2. How do you feel after your team loses to the Lions? How do you feel after they beat the Lions? (For the Lions fan, flip this with the Bears.)

CLAPP: Beating the Lions is more of a sigh of relief than anything. And losing feels like a disaster that will pretty much ruin my upcoming week, as pathetic as that sounds.

FLAGG: After the Bears beat the Lions, I feel like the world is headed in the right direction. When the Bears lose to the Lions, I blame it directly on Obamacare.

KIJAK: Losing to the Lions always hurts, no matter how good they are. Beating the Lions lately has felt like a big accomplishment. They may not be a consistent playoff team, but they bring it for every divisional game.

WILTFONG JR: It's always good to see the Bears win, even more so against a divisional opponent. The flip side of that is true too. Dropping a game inside the NFC North is always bad news. With the Lions, since they aren't in the Packers' class, a loss is extra sour, because it's a game you expect the Bears to win.

MACPHERSON: The Bears losing always puts me in a bad mood, especially against a team we should beat and even more so when I can't stand the opponent. By the same token beating them is amazingly good and lifts me up. Maybe it restores my faith that the bully can get their just desserts.

PETER THE LIONS FAN: I like Chicago because I live here and this city is awesome. So on some level, I'm glad the team from the city I'm from won. But I'm more disappointed as a Lions fan. Especially since the refs hand you guys victories on a platter when we play you because the NFL hates Detroit along with the rest of America. (This includes Detroit itself.)

After the Lions beat the Bears, I feel great about it. And I tell my Bears fan friends to stop underestimating us. Then when I'm alone I breathe into a paper sack.

TONY THE PACKERS FAN: Losing to the Lions is embarrassing. The last time they beat us, they knocked Rodgers out of the game in the first half. Rodgers owns that team. Beating them doesn't feel like much of anything. Nowhere near beating the Bears or Vikings.

G THE VIKINGS FAN: It feels bad to lose period, but to lose to the Lions, the perennial divisional bottom feeder, it hurts, because if you lose to them it most likely means you've taken their spot at the bottom :(

 

3. When was the last time you felt the Lions held an unquestionable emotional advantage over your team? How long did that feeling last? (For the Lions fan, flip this with the Bears.)

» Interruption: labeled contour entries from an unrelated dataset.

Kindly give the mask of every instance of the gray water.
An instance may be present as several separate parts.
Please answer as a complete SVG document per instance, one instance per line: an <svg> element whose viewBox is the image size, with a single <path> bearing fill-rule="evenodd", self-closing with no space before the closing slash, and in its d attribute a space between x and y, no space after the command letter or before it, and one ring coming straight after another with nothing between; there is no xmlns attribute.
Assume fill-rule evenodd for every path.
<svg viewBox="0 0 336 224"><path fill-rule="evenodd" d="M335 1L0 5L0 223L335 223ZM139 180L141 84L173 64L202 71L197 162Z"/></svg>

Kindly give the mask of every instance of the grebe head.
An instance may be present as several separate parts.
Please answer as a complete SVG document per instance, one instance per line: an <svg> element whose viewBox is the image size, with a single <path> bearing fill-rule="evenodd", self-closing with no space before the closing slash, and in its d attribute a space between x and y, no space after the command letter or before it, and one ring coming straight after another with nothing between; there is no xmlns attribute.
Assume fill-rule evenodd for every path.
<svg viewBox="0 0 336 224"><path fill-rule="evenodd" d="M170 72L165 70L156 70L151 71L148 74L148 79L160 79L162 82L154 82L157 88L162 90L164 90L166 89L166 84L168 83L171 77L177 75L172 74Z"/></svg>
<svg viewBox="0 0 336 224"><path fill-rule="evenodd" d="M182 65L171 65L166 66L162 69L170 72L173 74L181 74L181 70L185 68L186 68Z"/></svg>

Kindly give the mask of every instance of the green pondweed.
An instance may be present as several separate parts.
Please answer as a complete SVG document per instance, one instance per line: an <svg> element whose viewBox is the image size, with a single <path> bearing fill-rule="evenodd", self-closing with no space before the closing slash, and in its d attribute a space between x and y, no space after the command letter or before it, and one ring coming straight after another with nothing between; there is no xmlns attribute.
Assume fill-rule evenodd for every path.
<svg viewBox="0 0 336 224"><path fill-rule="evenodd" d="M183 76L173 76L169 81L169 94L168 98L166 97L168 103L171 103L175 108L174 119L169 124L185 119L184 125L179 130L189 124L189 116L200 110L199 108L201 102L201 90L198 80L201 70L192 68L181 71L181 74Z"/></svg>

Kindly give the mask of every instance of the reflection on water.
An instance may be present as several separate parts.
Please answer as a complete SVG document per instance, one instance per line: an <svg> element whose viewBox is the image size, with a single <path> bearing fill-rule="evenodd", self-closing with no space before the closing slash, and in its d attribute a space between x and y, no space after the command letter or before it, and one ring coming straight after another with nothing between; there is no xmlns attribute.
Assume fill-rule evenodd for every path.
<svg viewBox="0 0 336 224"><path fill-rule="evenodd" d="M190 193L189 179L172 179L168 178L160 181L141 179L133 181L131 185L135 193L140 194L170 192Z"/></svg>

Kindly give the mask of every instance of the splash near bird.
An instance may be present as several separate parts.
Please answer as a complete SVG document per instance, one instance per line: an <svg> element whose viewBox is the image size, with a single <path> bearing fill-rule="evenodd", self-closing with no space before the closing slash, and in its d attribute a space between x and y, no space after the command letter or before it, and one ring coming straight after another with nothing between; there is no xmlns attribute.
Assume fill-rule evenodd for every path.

CLAPP: Have they ever? But seriously, one thing you have to keep in mind is expectations for the Lions' fans. When the Lions went 10-6 in 2011, it was a huge, huge deal for the franchise and their fans. The Bears go 10-6 last year, fans are upset and the head coach is fired.

KIJAK: 2011, when they made the playoffs. Seeing the Lions make it after Cutler's injury was pure salt in the wound. We really had a shot that year.

WILTFONG JR.: Never. Even when they had Barry Sanders, they had mediocre quarterback play, so I always thought the Bears had a legitimate shot at picking up the W.

MACPHERSON: That's a great question. Can only think the 2011 season when they were rejuvenated and beat us at Ford Field. It ended with a thorough kicking at Soldier Field.

PETER THE LIONS FAN: 2011 early in the season. Detroit was so fired up about this team. "Restore the roar" and all that. We had some great comeback victories and made the playoffs. It was a good time. Of course, this was immediately followed by prolonged and extreme disappointment.

TONY THE PACKERS FAN: I cannot remember a time when I've had that feeling.

G THE VIKINGS FAN: Never. The Lions were bullied as a child, thus the complex they've developed as adults.